ニュース 電子 作成日:2020年5月19日_記事番号:T00090025
米国政府が中国の通信設備大手、華為技術(ファーウェイ・テクノロジーズ)に対する禁輸措置強化を発表したことを受け、中国政府が報復措置を取り、ファーウェイはサプライチェーンから米国メーカーを除外する「米国外し」を加速すると予想されている。証券会社は、ファーウェイのミドル~ハイエンドのスマートフォン機種向けチップは米クアルコムと聯発科技(メディアテック)製が多く、今後メディアテックの受注が拡大すると予測した。19日付工商時報などが報じた。
米商務省が発表した禁輸措置は主に、ファーウェイ傘下のIC設計大手、海思半導体(ハイシリコン)による米国製の電子設計自動化(EDA)ツールの使用や、生産委託先による米国製の製造装置使用での量産を禁止するためのものだ。
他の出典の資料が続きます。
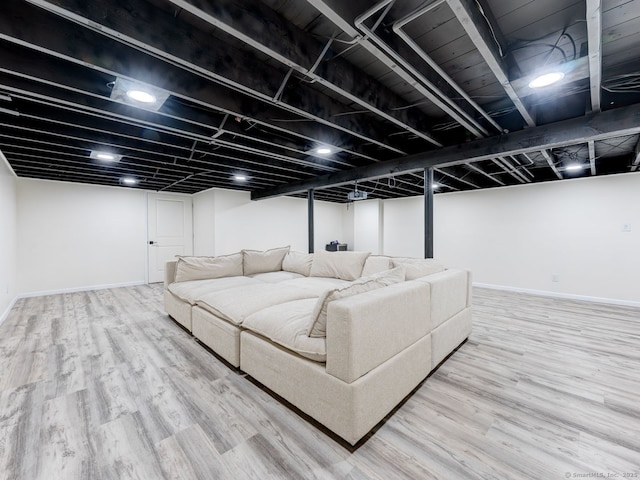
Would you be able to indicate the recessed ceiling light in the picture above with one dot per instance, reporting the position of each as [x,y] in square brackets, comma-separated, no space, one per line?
[574,167]
[138,94]
[105,156]
[546,79]
[141,96]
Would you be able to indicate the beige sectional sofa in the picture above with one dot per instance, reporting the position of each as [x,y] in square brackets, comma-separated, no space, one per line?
[343,336]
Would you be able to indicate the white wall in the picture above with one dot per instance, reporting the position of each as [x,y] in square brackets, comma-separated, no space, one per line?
[75,236]
[367,226]
[8,246]
[404,227]
[519,237]
[227,221]
[204,223]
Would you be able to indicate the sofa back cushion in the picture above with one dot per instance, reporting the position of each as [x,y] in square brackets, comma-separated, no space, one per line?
[297,262]
[376,264]
[343,265]
[318,326]
[417,268]
[201,268]
[257,261]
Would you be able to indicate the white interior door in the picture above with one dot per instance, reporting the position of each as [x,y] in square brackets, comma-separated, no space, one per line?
[170,227]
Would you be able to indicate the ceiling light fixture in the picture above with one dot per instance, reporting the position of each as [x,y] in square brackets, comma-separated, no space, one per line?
[574,166]
[546,79]
[141,96]
[105,156]
[138,94]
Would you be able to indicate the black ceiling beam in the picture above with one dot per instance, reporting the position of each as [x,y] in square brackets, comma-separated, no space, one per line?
[266,30]
[196,52]
[598,126]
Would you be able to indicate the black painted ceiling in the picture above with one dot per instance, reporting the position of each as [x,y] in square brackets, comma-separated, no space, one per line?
[254,87]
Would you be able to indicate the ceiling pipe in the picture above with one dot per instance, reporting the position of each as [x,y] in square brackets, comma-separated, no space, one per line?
[49,100]
[398,29]
[127,40]
[187,6]
[592,156]
[390,58]
[407,72]
[482,172]
[457,179]
[501,162]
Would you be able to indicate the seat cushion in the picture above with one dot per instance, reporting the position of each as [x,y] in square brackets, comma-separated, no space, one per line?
[287,324]
[236,304]
[193,290]
[318,320]
[316,285]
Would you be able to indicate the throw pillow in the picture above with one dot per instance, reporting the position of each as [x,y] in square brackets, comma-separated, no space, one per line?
[256,261]
[297,262]
[416,268]
[318,327]
[343,265]
[375,264]
[202,268]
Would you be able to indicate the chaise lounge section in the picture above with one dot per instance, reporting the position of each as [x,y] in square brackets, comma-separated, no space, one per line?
[343,336]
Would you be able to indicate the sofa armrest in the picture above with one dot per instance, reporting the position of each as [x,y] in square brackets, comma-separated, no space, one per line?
[169,272]
[365,330]
[450,293]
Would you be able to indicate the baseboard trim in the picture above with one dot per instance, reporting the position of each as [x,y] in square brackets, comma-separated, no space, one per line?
[5,314]
[568,296]
[79,289]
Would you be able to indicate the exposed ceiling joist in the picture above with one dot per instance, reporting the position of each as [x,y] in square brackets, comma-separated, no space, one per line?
[592,156]
[551,162]
[594,31]
[636,157]
[230,68]
[245,20]
[603,125]
[477,27]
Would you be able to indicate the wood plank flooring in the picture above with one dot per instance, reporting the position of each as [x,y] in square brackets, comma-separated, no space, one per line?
[103,385]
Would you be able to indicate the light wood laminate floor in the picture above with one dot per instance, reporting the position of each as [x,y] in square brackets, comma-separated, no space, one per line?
[103,385]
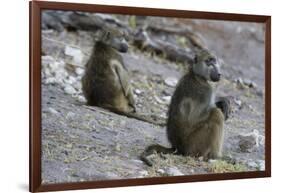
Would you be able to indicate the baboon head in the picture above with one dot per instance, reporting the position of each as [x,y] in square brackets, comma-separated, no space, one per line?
[206,65]
[115,39]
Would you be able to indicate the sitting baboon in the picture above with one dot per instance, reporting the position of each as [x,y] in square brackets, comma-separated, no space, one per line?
[106,81]
[195,120]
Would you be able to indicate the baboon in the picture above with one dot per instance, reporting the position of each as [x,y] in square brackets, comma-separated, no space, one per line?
[106,82]
[195,119]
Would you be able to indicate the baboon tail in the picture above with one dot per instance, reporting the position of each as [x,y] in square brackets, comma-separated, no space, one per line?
[156,148]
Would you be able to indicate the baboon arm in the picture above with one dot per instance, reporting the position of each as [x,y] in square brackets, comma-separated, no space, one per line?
[125,84]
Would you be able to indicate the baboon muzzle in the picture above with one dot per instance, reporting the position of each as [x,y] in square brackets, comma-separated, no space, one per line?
[123,48]
[215,74]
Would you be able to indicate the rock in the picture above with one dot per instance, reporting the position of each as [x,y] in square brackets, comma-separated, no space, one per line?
[171,81]
[52,111]
[69,90]
[167,99]
[212,161]
[252,164]
[238,102]
[143,173]
[261,164]
[70,80]
[137,91]
[173,171]
[70,115]
[79,71]
[160,171]
[50,80]
[248,142]
[75,53]
[81,99]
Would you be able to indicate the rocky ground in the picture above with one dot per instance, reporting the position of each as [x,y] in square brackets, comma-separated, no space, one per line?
[81,143]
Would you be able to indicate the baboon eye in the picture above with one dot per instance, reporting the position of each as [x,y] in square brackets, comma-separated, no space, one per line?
[210,61]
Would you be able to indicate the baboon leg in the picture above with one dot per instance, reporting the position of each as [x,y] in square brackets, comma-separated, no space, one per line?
[207,138]
[216,123]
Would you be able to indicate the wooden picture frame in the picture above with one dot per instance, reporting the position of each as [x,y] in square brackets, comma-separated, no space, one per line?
[35,179]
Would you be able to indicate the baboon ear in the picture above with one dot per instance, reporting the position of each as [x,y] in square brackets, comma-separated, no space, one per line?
[195,59]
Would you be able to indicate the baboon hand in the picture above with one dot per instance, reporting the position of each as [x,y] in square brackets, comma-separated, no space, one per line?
[223,103]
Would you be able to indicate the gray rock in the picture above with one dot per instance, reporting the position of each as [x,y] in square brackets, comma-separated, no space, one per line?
[69,90]
[52,111]
[171,81]
[173,171]
[261,164]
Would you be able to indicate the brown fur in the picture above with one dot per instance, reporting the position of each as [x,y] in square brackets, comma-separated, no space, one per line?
[106,81]
[195,124]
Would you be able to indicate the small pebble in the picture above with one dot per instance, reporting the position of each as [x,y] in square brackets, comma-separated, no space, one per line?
[171,81]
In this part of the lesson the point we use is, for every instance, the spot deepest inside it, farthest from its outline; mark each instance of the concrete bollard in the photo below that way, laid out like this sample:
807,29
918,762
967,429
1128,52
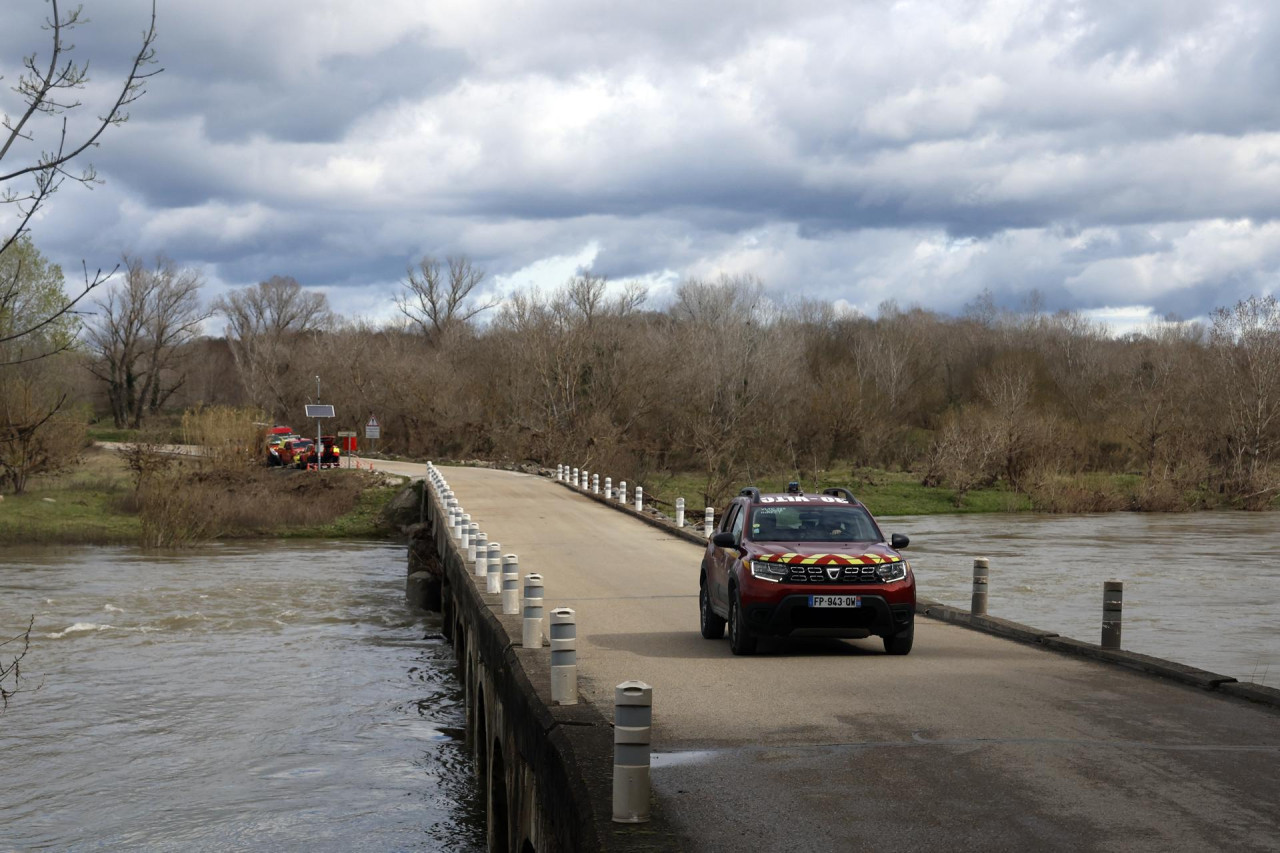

EDAツール上位3社は、シノプシス、ケイデンス、メンターといずれも米国企業で、ハイシリコンは自社でチップが設計できなくなるとされる。また先進製造プロセスの半導体製造はほぼ米アプライドマテリアルズかオランダのASMLの設備が使用されており、新ハイエンドチップ製造の道が閉ざされるとみられる。
あるサプライヤーによると、ファーウェイはスマホ用チップのほか、電源管理IC(PMIC、パワーマネジメントIC)、センサーを緊急発注するため、サプライヤーに在庫積み増しを求めた。
これにより、まずIC設計会社が緊急受注を得る見通しだ。メディアテックをはじめ、▽瑞昱半導体(リアルテック・セミコンダクター)▽矽創電子(シトロニクス・テクノロジー)▽神盾(イージス・テクノロジー)──などの名が上がっている。台湾のIC設計会社は、米国のシリコンIP(知的財産)の使用割合を25%以下に抑えれば、米国政府の許可なく出荷できる。
米国製設備の代替困難
ファーウェイの半導体チップ製造で、米国製の製造装置が実質使用できなくなるファウンドリー最大手、台湾積体電路製造(TSMC)は、ファーウェイからの新規受注を止めたと報じられている。
市場調査会社、コンピューターポイント・リサーチの統計によると、TSMCはファーウェイのスマホ用チップの98%以上を受託生産しているとされる。TSMCは、米国の弁護士を動員して各製造プロセスの法務分析を急いでいるとされる。ただ、新禁輸措置が発効する前の120日間の猶予期間に、米国以外の設備で代替するのは困難とみられている。
TSMCは18日、米商務省の突然の新規定に対応するため、引き続き米国製品の輸出規定の変更に注視するとコメントした。半導体サプライチェーンは極めて複雑で、米国の設備メーカーをはじめ、世界中に広くまたがっていると説明した。
業界関係者によると、TSMCのいう米国の設備メーカーはアプライドマテリアルズ、ラムリサーチ、KLAなどを指す。TSMCは、主に米国メーカーの製造装置を採用しており、先進プロセスほどその傾向が強い。このほど量産を開始した5ナノメートルプロセスや、2021年に試験生産予定の3ナノプロセスは、米国製の製造装置なしには量産できないとされる。